(JTA) — Four young men have been arrested for shooting and killing a Jewish student in Denver at the end of a violent crime spree Tuesday night. Police say there’s no indication the shooting was motivated by antisemitism.
The victim, Shmuel Silverberg, 18, was an Orthodox Jew who was killed outside Yeshiva Toras Chaim, the religious school where he was studying. But police say that after arresting and interviewing four of the young men suspected of murdering him, it doesn’t appear that he was killed because he was Jewish.
Matt Clark, a Denver police official, said that Silverberg’s death was likely the tragic end of a random string of crimes, allegedly committed one after another that night by the same group of people. None of the suspects, he said, has mentioned the fact that the person they are suspected of killing was a Jew.
Earlier in the night, the group allegedly shot another man while robbing him. They are also suspected of stealing a car and robbing a business.
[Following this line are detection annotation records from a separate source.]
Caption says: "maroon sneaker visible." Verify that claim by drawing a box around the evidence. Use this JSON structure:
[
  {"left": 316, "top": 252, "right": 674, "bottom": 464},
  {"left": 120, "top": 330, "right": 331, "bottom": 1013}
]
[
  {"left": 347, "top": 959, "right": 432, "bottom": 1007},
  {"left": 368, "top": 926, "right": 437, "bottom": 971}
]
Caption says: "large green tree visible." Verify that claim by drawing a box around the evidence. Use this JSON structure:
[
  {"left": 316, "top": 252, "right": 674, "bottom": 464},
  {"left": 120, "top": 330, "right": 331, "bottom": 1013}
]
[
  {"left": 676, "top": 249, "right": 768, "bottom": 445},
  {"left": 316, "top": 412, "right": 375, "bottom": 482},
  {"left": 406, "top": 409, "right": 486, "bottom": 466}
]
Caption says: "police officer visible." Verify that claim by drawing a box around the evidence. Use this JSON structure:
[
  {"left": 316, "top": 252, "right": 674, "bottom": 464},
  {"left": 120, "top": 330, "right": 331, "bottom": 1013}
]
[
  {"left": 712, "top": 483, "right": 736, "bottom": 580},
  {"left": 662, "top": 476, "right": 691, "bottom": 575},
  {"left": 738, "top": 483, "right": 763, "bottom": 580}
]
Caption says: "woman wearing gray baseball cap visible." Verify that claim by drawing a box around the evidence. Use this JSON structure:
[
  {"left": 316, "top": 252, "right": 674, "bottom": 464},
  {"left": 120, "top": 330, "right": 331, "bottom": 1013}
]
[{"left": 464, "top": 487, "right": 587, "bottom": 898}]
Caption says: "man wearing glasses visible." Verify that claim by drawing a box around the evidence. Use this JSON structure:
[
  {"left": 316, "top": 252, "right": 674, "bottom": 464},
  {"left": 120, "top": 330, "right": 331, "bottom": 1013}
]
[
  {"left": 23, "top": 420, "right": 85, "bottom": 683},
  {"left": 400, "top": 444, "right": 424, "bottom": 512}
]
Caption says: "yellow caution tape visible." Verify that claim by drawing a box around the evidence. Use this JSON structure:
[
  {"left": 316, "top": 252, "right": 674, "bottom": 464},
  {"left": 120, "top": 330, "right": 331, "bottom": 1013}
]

A fifth suspect is still at large.
“After examining the evidence, to include the series of offenses that were seemingly randomly committed, the random victimization that occurred, the close time frame of these events, I do not believe there is a bias motivation to these events,” said Clark, commander of the Denver Police Department’s major crimes division.
“At this point, no one has made mention of the victim’s religion or offered any information indicating they were targeting the school or the Jewish community,” he added. “While I cannot comprehend it, the best explanation we have at this point is that this group of offenders went out and randomly assaulted, robbed, stole from, shot and ultimately killed an individual that evening.”
Silverberg was shot outside the yeshiva, which is located in a quiet residential neighborhood of the city. According to police, he ran away from the attackers, who chased him just inside the school after shooting him. Fellow students tried to perform CPR on him before he was rushed to the hospital, where he died.
Originally from University Heights, a Cleveland suburb with a large Jewish community, Silverberg was studying in Denver as a post-high school student, the Intermountain Jewish News reported. His family has since moved to Lakewood, New Jersey, where his burial was planned for Thursday.
At a memorial service in Denver, Yeshiva Toras Chaim’s Rabbi Aaron B. Kagan led a tearful opening prayer, followed by anguished, tearful comments from other rabbis, including Rabbi Tzvi Steinberg of Congregation Zera Abraham.
“Shmuely, Shmuely, where are you,” Steinberg said through his sobs. “What are we going to do without Shmuely? We need you! You can’t go away!”
The rabbis’ faces and tears revealed the shock and grief that Silverberg’s death brought to the Yeshiva Toras Chaim community.
They spoke of the “tremendous void” that the young man’s murder has brought to the school, the “infectious smile” that he regularly displayed, his devotion to Torah study, his passionate prayer, his sterling character and the helping hand that he regularly extended to his fellow yeshiva students.
More than one rabbi noted that Silverberg’s love of Torah and Judaism in general set an example not only for his fellow students but faculty members as well. “You came here,” one rabbi said, “to teach us to be better people.”
In the time since the shooting, varying accounts of the incident have circulated around social media, with some suggesting it was motivated by antisemitism despite police statements. A Yeshiva Toras Chaim official told the Jewish Telegraphic Agency that for now, the yeshiva is focusing on comforting Silverberg’s family and tending to the wellbeing of its students.
“There are different details and different things that happened,” the official told JTA Thursday morning. “Right now, the yeshiva is focused on making sure that the trauma to the [students] and to the family is taken care of. So we’re working on the mental health aspects of the [students], the rabbis and the Silverbergs.”
The four suspects in the shooting may have met in a juvenile correctional facility, according to police. Clark said that one of them had cut an ankle monitor off of his body before the crime spree, and said that “at least one of the offenders” was subject to an arrest warrant after escaping from custody. It’s unclear if Clark was referring to the same person.
The names of the offenders are Isaiah Freeman and Aden Sides, both 18, Noah Loepp-Hall, 19, and Seth LaRhode, 21. According to local news reports, LaRhode was previously sentenced to five years in juvenile detention for shooting his friend in the head with a stolen gun in 2017. Police are still searching for a fifth suspect, Samuel Fussell, 19.
A local Anti-Defamation League director, Scott Levin, said in a statement that Silverberg’s murder has shocked his community, even if he wasn’t killed because of antisemitism.
“While police do not believe the victim was targeted because of his Jewish identity, the shooting has certainly shattered a sense of peace and calm in the community,” said Levin, the ADL’s Mountain States regional director. “We continue to offer our deepest condolences to the family and friends of Shmuel Silverberg and extend our support to the entire Yeshiva Toras Chaim community.”
Chris Leppek of the Intermountain Jewish News contributed reporting.